Orlando by Chibeau
Orlando In Love
Theatre Review by Edmond Chibeau
“Orlando In Love” is an adaptation of Matteo Maria Boiardo’s epic poem “Orlando Innamorato.” It is being presented by Teatromania in New York’s Central Park at the Naumberg Bandshell on 15, 16, 17 July 2006
Vittorio Capotorto, the director of the production had to deal with the problems of producing an epic poem as a stage performance, the mixing of actors with varying abilities and training, and the vagaries of outdoor production in New York’s Central Park.
The results of his efforts are a surprisingly coherent presentation of a difficult text within a difficult context.
The director’s team had to bring the allegorical and courtly renaissance sensibility to a 21st Century audience. Setting up a stage production in the Naumberg Bandshell is not an easy task. The sets where simply constructed but used layers and the depth of the stage to advantage.
There was considerable variation in the abilities of the actors and musicians and dancers who make up the company. Some seemed fully aware of the outdoor performance space, the audience, and the timbre of the hot but beautiful Manhattan Summer night. While others never quite found their bearings and simply plunged ahead with the presentation.
The microphone mixer was often late in bringing up the microphones on the individual actors. The audience would miss the first few words and then have to interpolate backwards to piece out the meaning of a line of dialogue. On opening night the lighting was being adjusted throughout the intermission and parts of the performance. Producing in Central Park is an enormously complex and risky undertaking and Teatromania should be applauded for its bravery at undertaking such a daunting task.
The adaptation by Jo Ann Cavallo is smooth and flows nicely from the actors lips. Occasionally the language would shift abruptly from colloquial contemporary American English to British English to an older more courtly and formal mode that one might call International Romance Poetic. Cavallo has brought together Renaissance scholarship and poetic sensibility with dramatic flair.
The Renaissance was a time of rebirth in Europe of the Greek and Roman classics. Although the authors of the Renaissance may have thought they were following the classic traditions they were in fact creating a world of their own based on their imperfect and time biased interpretation of the classical world.

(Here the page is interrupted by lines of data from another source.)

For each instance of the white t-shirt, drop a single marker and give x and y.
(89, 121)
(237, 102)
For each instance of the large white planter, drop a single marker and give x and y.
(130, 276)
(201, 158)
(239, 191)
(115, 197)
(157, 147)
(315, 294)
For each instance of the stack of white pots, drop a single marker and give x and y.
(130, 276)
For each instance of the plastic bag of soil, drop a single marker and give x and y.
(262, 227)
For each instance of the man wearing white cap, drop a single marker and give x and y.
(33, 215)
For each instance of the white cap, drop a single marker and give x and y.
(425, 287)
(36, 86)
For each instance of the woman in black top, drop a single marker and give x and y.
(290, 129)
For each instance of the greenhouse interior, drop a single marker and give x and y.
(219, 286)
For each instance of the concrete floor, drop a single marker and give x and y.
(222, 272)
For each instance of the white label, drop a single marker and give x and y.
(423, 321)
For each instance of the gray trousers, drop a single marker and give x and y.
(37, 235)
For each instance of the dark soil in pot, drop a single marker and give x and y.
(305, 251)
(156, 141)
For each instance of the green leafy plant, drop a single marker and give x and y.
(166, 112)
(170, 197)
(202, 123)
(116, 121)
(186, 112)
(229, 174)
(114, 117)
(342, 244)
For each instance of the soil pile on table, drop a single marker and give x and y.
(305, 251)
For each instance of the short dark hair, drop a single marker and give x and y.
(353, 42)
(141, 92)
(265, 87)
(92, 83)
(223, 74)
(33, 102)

We are now faced with interpreting their work through the imperfect lens of our own understanding, or misunderstanding, of the classics.

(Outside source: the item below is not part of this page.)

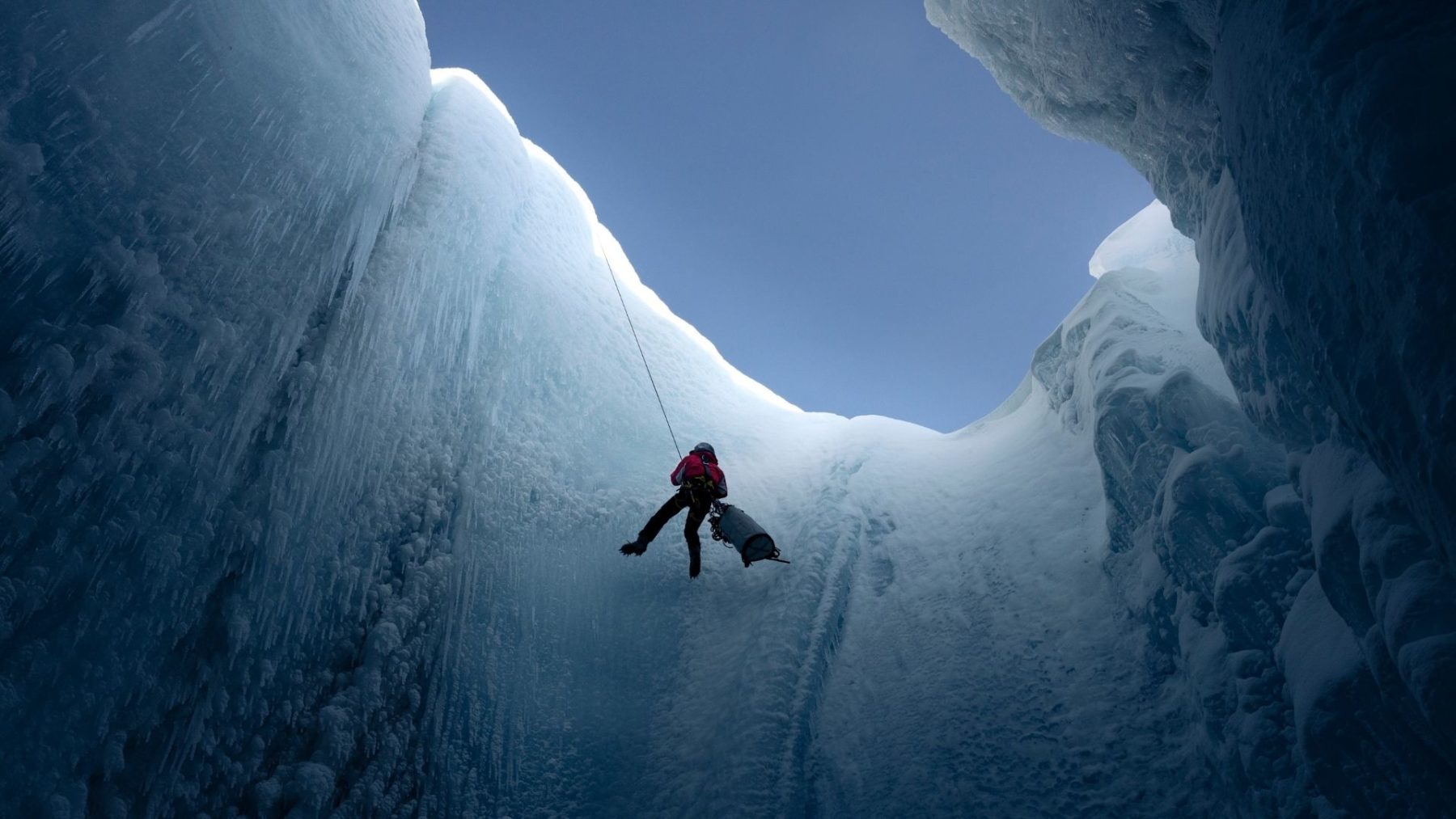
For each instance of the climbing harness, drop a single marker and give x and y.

The epic in general and this epic in particular can be highly dramatic. Orlando Innamorato is replete with the many plot changes episodes and locations that one often finds in a Renaissance epic. Cavallo’s comedy adapted from the Boiardo’s epic poem takes place in 17 scenes and jumps all over the world from Charlemagne’s Court to Cathay
Boiardo’s romance of chivalry, adventure and courtly love was begun in about 1472 and remained unfinished at the time of his death in 1494. The piece ends in medias res with a promise to the audience by minor character that the story will be continued another day. It was written in ottova rima and heavily influenced by Francis Petrach (Francesco Petrarca) The story of Orlando (Roland) was taken up later, and more famously by Ludovico Ariosto in 1516 in his epic Orlando Furioso. (“Crazy Roland” or “Mad Orlando".)
The adaptation by Cavallo gives us a way into a story that will lead us back through time into the center of the Mediterranean Renaissance.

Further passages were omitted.